In 2000, he was allocated to the Rhein Fire of NFL Europe, where he ranked fifth in the league with 44 receptions for 635 yards, despite missing the last two games with a sprained right foot. He also had 7 touchdowns, while helping the team finish with the league's best record (7-3) and winning World Bowl 2000. He returned to the Cowboys with the sprained foot and later injured the left one, which caused him to miss most of training camp. On August 22, he was traded to the Miami Dolphins in exchange for a seventh round draft choice, which the team later used to select Pete Hunter.

===Miami Dolphins===
In 2000, he reunited with offensive coordinator Chan Gailey, who was his head coach with the Dallas Cowboys and also found a niche as a returner. Against the Green Bay Packers, he returned a punt for an 81-yard touchdown, the third-longest punt return in team history. He also finished the season with a league leading and franchise single-season record 17-yard punt return average. In 2001, his 11.8-yard punt return average ranked eighth in the NFL.

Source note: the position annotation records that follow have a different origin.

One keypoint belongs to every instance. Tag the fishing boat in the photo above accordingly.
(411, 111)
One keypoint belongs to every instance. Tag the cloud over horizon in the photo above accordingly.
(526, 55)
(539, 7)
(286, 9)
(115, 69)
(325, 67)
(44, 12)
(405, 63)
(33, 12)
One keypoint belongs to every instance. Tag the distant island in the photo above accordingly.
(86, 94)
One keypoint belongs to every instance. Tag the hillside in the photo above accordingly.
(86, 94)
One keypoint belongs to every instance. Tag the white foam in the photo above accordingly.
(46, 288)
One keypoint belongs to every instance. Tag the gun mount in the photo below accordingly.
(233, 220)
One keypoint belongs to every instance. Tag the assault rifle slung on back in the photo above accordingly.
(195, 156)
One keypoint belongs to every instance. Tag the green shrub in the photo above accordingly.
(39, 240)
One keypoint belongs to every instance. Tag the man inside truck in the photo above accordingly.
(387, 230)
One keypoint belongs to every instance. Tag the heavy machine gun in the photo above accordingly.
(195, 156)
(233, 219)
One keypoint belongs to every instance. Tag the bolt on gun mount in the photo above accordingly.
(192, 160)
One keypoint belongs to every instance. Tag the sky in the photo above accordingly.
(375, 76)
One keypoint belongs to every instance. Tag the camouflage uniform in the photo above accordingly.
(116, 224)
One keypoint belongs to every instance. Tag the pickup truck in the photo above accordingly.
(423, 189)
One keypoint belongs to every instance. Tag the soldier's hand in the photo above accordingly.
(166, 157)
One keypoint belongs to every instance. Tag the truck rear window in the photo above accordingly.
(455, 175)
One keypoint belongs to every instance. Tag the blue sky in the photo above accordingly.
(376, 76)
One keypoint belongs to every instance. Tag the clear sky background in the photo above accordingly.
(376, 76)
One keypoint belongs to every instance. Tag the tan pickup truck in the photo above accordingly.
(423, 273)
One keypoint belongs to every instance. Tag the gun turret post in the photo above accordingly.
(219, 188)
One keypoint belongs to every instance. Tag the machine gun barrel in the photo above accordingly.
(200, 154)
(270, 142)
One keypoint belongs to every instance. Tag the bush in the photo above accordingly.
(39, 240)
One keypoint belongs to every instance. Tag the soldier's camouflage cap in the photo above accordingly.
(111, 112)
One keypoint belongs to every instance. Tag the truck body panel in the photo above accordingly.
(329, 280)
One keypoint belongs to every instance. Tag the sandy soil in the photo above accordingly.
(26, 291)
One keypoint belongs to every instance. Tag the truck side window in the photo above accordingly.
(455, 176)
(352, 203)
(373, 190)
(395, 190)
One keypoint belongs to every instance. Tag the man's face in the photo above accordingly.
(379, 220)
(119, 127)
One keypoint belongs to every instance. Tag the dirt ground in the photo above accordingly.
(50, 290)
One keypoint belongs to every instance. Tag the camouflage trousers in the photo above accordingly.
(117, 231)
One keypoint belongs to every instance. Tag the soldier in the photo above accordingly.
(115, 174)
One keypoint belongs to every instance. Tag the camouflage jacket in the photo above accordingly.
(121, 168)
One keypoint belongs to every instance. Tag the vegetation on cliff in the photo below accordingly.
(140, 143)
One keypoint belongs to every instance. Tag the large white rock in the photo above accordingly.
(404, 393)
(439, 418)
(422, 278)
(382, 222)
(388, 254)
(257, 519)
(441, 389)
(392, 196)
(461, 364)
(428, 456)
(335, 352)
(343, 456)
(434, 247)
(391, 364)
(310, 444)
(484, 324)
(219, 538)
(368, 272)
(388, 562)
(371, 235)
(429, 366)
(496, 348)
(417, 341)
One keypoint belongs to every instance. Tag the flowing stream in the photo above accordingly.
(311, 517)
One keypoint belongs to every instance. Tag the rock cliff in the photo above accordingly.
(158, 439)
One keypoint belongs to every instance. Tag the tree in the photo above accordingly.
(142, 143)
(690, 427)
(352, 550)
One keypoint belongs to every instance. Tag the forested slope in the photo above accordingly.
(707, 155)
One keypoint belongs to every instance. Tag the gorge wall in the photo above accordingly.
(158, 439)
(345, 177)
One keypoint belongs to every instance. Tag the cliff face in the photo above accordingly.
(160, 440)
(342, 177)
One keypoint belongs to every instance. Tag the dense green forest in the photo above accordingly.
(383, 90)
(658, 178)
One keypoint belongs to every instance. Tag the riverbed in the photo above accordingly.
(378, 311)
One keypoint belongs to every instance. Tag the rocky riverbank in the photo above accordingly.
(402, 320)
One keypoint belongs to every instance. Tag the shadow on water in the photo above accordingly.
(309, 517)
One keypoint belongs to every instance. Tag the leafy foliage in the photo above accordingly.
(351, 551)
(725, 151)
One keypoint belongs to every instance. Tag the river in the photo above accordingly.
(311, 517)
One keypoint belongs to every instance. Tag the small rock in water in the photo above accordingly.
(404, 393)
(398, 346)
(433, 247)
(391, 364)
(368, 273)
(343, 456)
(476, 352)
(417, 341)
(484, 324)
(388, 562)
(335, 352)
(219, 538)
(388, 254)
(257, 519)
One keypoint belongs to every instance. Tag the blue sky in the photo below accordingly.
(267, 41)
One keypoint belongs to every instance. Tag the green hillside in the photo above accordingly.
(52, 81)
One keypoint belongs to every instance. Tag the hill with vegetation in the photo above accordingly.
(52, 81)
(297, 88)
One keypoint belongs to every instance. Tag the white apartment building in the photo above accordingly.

On September 1, 2002, he was waived after being passed on the depth chart by Albert Johnson. He left as the Dolphins' all-time team leader in punt return average (13.7-yard) and third all-time in punt return yards (700 yards).

===Baltimore Ravens===
On September 10, 2002, he was signed as a free agent by the Baltimore Ravens to play on special teams. He appeared in 3 games and was declared inactive in 10, while sharing punt return duties with Chris McAlister. He wasn't re-signed at the end of the season.

Ogden's most productive season as a wide receiver was in 1999, when he caught 12 passes for 144 yards in 10 games. He caught his only touchdown reception in 2001. He ended his professional career playing in 67 games, registering 28 receptions for 304 yards and one touchdown.

==Personal life==
He owns a gym in Pittsburgh. He was an assistant coach in NFL Europe and at Duquesne University. Ogden appeared in seasons 7 and 8 of the Bravo show The Millionaire Matchmaker, where he sought a date.

Ogden published his first and only book (an autobiography) on December 1, 2021, titled Tackle Life Head On. The book covers symptoms common to chronic traumatic encephalopathy including memory loss, sleep deprivation, and mental illness. He stated that the book was originally written for his daughter, so she can know about his life before he himself forgets about it.